Trump called Darroch "wacky," "very stupid" and a "pompous fool," and suggested he would not be able to do his job in Washington because "we will no longer deal with him." The ambassador was uninvited from a dinner Trump was hosting for the emir of Qatar.

Sir Simon McDonald, the most senior official at the Foreign Office, told British lawmakers later Wednesday it was the first time he knew in which a foreign government had refused to deal with one of their envoys.

"The last time I know that we had difficulty with the United States was 1856," McDonald told the House of Commons Foreign Affairs Select Committee. Back then, he said, the ambassador "was accused of recruiting Americans to fight on the British side in the Crimean War. President Franklin Pierce was in the White House."

Trump's targets following the leak included Prime Minister Theresa May. He tweeted that he had been "very critical" of May and the "mess" she had made of her Brexit negotiations.

However, May will stand down in two weeks. Far more attention has been paid to her likely successor, former London mayor Boris Johnson, who repeatedly avoided the question when invited to support the ambassador during a televised debate Tuesday night.

Nigel Sheinwald, a former British ambassador to the United States between 2007 and 2012, said the episode showed that the values of public service were "under siege."

Lawmakers need to respect the boundaries between public servants and ministers, he said.

It was key that diplomats were appointed impartially and not according to political convictions because they were there to serve the government of the day — whoever is elected, he added.

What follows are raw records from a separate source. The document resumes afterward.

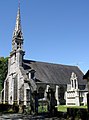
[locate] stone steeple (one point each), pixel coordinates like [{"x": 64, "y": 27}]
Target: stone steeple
[{"x": 17, "y": 39}]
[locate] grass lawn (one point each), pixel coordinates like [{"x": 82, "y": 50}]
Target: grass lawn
[{"x": 63, "y": 108}]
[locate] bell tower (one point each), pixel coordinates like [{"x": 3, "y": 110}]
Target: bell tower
[
  {"x": 17, "y": 53},
  {"x": 17, "y": 39}
]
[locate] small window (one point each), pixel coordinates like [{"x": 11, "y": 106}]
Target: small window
[{"x": 72, "y": 83}]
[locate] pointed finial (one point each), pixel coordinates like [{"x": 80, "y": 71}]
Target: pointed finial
[
  {"x": 19, "y": 3},
  {"x": 18, "y": 30}
]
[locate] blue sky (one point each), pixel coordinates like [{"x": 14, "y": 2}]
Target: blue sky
[{"x": 54, "y": 31}]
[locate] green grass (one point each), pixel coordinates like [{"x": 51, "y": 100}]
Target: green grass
[{"x": 63, "y": 108}]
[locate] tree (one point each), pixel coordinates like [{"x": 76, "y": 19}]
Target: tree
[{"x": 3, "y": 70}]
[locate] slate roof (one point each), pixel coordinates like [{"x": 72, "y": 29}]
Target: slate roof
[{"x": 53, "y": 73}]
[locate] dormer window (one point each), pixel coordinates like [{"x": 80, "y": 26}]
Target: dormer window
[
  {"x": 73, "y": 79},
  {"x": 31, "y": 74}
]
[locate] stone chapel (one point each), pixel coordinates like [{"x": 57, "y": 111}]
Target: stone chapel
[{"x": 26, "y": 77}]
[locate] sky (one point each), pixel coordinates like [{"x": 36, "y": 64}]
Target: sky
[{"x": 55, "y": 31}]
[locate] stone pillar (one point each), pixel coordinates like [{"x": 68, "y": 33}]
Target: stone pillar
[
  {"x": 56, "y": 94},
  {"x": 24, "y": 94}
]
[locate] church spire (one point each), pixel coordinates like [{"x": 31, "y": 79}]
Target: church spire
[
  {"x": 17, "y": 39},
  {"x": 18, "y": 30}
]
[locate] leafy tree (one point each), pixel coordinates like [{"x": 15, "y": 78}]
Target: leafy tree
[{"x": 3, "y": 70}]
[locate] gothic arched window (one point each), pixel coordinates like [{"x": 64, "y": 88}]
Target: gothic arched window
[{"x": 40, "y": 93}]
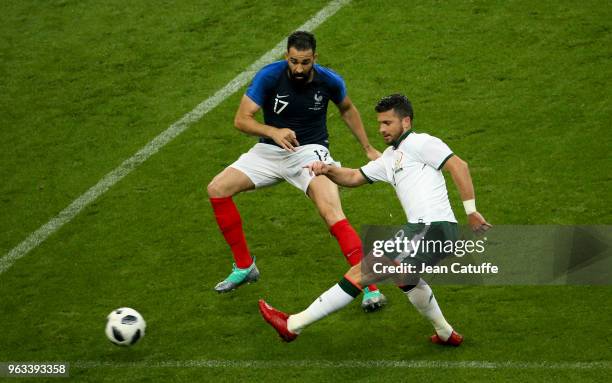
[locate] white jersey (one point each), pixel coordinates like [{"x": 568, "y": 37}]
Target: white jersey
[{"x": 413, "y": 167}]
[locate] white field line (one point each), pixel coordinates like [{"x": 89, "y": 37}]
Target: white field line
[
  {"x": 273, "y": 364},
  {"x": 66, "y": 215}
]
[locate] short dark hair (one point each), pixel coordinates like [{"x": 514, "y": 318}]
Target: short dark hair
[
  {"x": 302, "y": 41},
  {"x": 398, "y": 102}
]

“You need someone who can analyze that administration dispassionately and who has the experience and the courage to take up British positions," he said. "I don't think President Trump should be allowed to pick the next British ambassador to the United States."

Sheinwald said he thought it was "highly likely" that Johnson's evasive performance in Tuesday night's leadership debate would have influenced Darroch's decision.

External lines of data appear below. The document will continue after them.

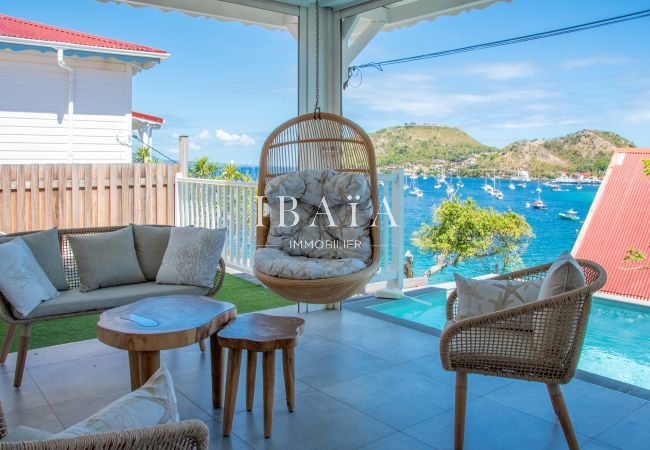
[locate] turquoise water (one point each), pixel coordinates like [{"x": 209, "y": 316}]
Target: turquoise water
[
  {"x": 552, "y": 235},
  {"x": 616, "y": 344}
]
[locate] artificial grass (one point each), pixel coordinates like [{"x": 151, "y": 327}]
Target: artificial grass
[{"x": 247, "y": 296}]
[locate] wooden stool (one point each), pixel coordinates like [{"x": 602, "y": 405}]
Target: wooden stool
[{"x": 259, "y": 333}]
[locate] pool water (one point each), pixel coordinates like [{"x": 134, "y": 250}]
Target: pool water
[{"x": 616, "y": 345}]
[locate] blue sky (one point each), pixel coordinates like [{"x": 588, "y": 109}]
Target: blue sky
[{"x": 227, "y": 85}]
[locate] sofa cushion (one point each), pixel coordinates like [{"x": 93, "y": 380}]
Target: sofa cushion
[
  {"x": 22, "y": 281},
  {"x": 106, "y": 259},
  {"x": 276, "y": 263},
  {"x": 338, "y": 232},
  {"x": 74, "y": 301},
  {"x": 152, "y": 404},
  {"x": 23, "y": 433},
  {"x": 192, "y": 256},
  {"x": 478, "y": 297},
  {"x": 150, "y": 245},
  {"x": 45, "y": 248}
]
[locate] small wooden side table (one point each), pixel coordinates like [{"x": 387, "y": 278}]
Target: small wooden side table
[
  {"x": 259, "y": 333},
  {"x": 160, "y": 323}
]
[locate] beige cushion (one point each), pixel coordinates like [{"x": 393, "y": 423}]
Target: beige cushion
[
  {"x": 22, "y": 281},
  {"x": 106, "y": 259},
  {"x": 45, "y": 248},
  {"x": 23, "y": 434},
  {"x": 564, "y": 275},
  {"x": 192, "y": 256},
  {"x": 478, "y": 297},
  {"x": 150, "y": 245},
  {"x": 73, "y": 301},
  {"x": 152, "y": 404},
  {"x": 275, "y": 263}
]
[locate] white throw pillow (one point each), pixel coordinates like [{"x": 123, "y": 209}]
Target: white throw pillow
[
  {"x": 152, "y": 404},
  {"x": 478, "y": 297},
  {"x": 22, "y": 281},
  {"x": 192, "y": 256}
]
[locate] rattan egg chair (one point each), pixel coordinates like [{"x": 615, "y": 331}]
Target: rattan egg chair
[{"x": 319, "y": 141}]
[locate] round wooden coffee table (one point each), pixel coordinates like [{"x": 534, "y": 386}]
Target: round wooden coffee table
[{"x": 145, "y": 327}]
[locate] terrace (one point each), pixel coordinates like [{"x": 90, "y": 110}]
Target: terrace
[{"x": 361, "y": 381}]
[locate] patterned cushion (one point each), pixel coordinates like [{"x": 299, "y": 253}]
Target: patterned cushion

"He should have given much clearer backing to the civil service and to Kim Darroch, he’s tried to do a bit of a repair job today but the damage frankly was already done," he said.

Following Darroch's resignation, Johnson called him a "superb diplomat."

Jeremy Hunt, Johnson's rival for the Conservative leadership, called Darroch one of the best diplomats in the world.

The ambassador was due to stand down at the end of this year, but he said in the statement issued through the U.K. Foreign Office that the leak had made his position untenable.

He said the support offered on both sides of the Atlantic had "brought home to me the depth of friendship and close ties between our two countries."

He added that "the professionalism and integrity of the British civil service is the envy of the world. I will leave it full of confidence that its values remain in safe hands."

May said that "it is a matter of great regret that he has felt it necessary to leave his position." In a statement to the House of Commons, she stressed it was important for diplomats to be able to speak their minds and to "defend our values and principles, particularly when they are under pressure"

McDonald, the most senior official at the Foreign Office, spoke on behalf of many experienced officials in Britain who believe that Darroch did nothing wrong in expressing his sincerely held belief about Trump's White House.

"You were the target of a malicious leak, you were simply doing your job," he wrote Wednesday.

Lord Peter Ricketts, the former British ambassador to France, said Darroch was the victim of "political sabotage."

And Sir Christopher Meyer, a former British ambassador in Washington, said Darroch was "blameless" and had been brought down by a "disgraceful leak and the vindictive reaction of the U.S. president."

The leak presented a dilemma for Britain. Some acknowledged that the messages, and Trump's reaction, would make Darroch's last few months near impossible. But many were also cautious of the U.K. being seen to allow other countries to veto the diplomats posted to their embassies.

"We should never allow any country to dictate who we send as ambassador," Charles Parton, who served as a British diplomat for almost four decades, told NBC News before Darroch's resignation. "It would give enormous power to other countries, so you just can't do it."